Skip to content

imagingforgood/OpenHotels

Folders and files

NameName
Last commit message
Last commit date

Latest commit

 

History

8 Commits
 
 
 
 
 
 

Repository files navigation

OpenHotels

OpenHotels is a large-scale hotel image retrieval benchmark built from hotel-room imagery and associated hotel metadata. The task is hotel-scale retrieval: given a query image, retrieve the matching hotel from a large gallery containing both matching classes and many distractor hotel classes.

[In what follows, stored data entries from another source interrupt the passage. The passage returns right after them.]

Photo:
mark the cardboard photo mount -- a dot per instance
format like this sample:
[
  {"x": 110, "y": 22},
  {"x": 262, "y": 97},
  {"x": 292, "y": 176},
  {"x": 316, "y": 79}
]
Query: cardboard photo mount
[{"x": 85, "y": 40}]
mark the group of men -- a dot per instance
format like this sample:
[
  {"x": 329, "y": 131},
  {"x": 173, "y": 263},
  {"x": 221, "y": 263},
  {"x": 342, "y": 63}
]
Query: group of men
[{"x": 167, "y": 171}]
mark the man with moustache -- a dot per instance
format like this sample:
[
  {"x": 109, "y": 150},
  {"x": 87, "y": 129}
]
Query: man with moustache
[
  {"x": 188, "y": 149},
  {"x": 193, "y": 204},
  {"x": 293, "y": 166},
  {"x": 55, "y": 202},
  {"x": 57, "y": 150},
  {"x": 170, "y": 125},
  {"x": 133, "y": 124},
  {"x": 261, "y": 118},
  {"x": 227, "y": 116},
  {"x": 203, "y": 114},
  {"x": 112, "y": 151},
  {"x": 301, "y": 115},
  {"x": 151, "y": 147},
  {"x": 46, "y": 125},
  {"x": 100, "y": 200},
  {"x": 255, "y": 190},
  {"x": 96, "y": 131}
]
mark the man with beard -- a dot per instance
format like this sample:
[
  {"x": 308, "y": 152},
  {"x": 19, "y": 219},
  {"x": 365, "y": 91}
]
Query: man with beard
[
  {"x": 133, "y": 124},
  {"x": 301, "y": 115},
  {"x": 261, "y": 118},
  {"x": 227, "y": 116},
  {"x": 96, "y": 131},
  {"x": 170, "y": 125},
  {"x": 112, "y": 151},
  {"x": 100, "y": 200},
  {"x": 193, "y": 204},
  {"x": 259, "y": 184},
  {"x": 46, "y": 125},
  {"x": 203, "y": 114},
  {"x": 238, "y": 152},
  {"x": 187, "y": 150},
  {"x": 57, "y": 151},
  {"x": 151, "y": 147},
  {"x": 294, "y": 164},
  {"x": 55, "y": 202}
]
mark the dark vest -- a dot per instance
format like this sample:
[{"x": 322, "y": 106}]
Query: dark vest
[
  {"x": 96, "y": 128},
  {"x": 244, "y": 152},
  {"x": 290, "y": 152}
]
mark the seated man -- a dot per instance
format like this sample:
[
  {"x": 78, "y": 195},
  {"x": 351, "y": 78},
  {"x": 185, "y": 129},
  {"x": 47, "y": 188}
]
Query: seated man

This repository will contain the code used to reproduce the OpenHotels experiments. The dataset itself is hosted separately on Hugging Face.

Dataset

Full dataset:

Representative sample for inspection:

The full release uses tar-sharded image files and JSON metadata. Each image metadata row includes:

  • path: image member name inside the tar shard.
  • shard: relative path to the tar shard containing the image.
  • hotel_id: anonymized hotel class identifier.
  • room: room identifier associated with the upload when available.
  • timestamp: upload timestamp.

Gallery rows also include is_object plus either view_type for non-object room views or object_type for object-centric images. Test Non-Object rows include view_type; Test Object rows include object_type.

Environment Setup

To set up the required environment, run:

conda create -n OpenHotels python=3.12  -c conda-forge -y
conda activate OpenHotels

pip install torch==2.8.0 torchvision==0.23.0 --extra-index-url https://download.pytorch.org/whl/cu129
pip install transformers==4.56.2 torchmetrics==1.8.2 numpy==1.26.4 tqdm pandas==2.3.2 faiss-cpu==1.13.2 sympy==1.13.3 huggingface_hub==0.34.4 requests==2.32.5 pytorch_lightning==2.6.1 pytorch_metric_learning==2.9.0

For VPR training and evaluation, we forked serizba/salad, keeping the original codebase intact while adding support for the OpenHotels dataset and introducing our multi-vector SALAD aggregation approach. Clone the fork and switch to the OpenHotels branch:

git clone -b OpenHotels https://github.com/GWUvision/salad.git

Downloading the Dataset

Install the Hugging Face Hub client:

pip install huggingface_hub

Download the representative sample:

python scripts/download/download_openhotels.py --dataset sample --output-dir data

Download the full dataset:

python scripts/download/download_openhotels.py --dataset full --output-dir data

Download only metadata:

python scripts/download/download_openhotels.py --dataset full --metadata-only --output-dir data

The downloaded folder keeps the Hugging Face release structure, including metadata_*.json files and tar shards under shards/.

Extracting Images

After downloading the dataset, you must extract the tar shards into flat image directories for faster data loading during benchmarks. You can do this by running:

python scripts/extract_shards.py --data-dir data/full

Model Checkpoints

All model checkpoints can be found in our Hugging Face collection: OpenHotels Models Collection

Foundation Models

  • imagingforgood/clip-vit-base-patch32-OpenHotels
  • imagingforgood/dinov2-base-OpenHotels
  • imagingforgood/vit-base-patch16-224-OpenHotels
  • imagingforgood/siglip-base-patch16-224-OpenHotels

VPR Models

  • imagingforgood/salad-OpenHotels
  • imagingforgood/CosPlace-OpenHotels
  • imagingforgood/GeM-OpenHotels
  • imagingforgood/epshn-resnet50-Hotels50k
  • imagingforgood/ConvAP-OpenHotels
  • imagingforgood/MixVPR-OpenHotels
  • imagingforgood/salad_multivector-OpenHotels

Running Benchmarks

Foundation Models

Users can run foundation model benchmarks using the following command:

python -m benchmark.run_benchmark --model vit --checkpoint imagingforgood/vit-base-patch16-224-OpenHotels --splits test_non_object

VPR Models

Users can run VPR model benchmarks using the following command:

python eval_OpenHotels.py --hf_repo imagingforgood/CosPlace-OpenHotels

Training VPR Models

We provide training code to fine-tune VPR models on OpenHotels. This is done through our fork of serizba/salad, which extends the original repository with:

  • An OpenHotels dataloader adapted to our dataset format.
  • A multi-vector aggregation approach built on top of the SALAD optimal transport framework.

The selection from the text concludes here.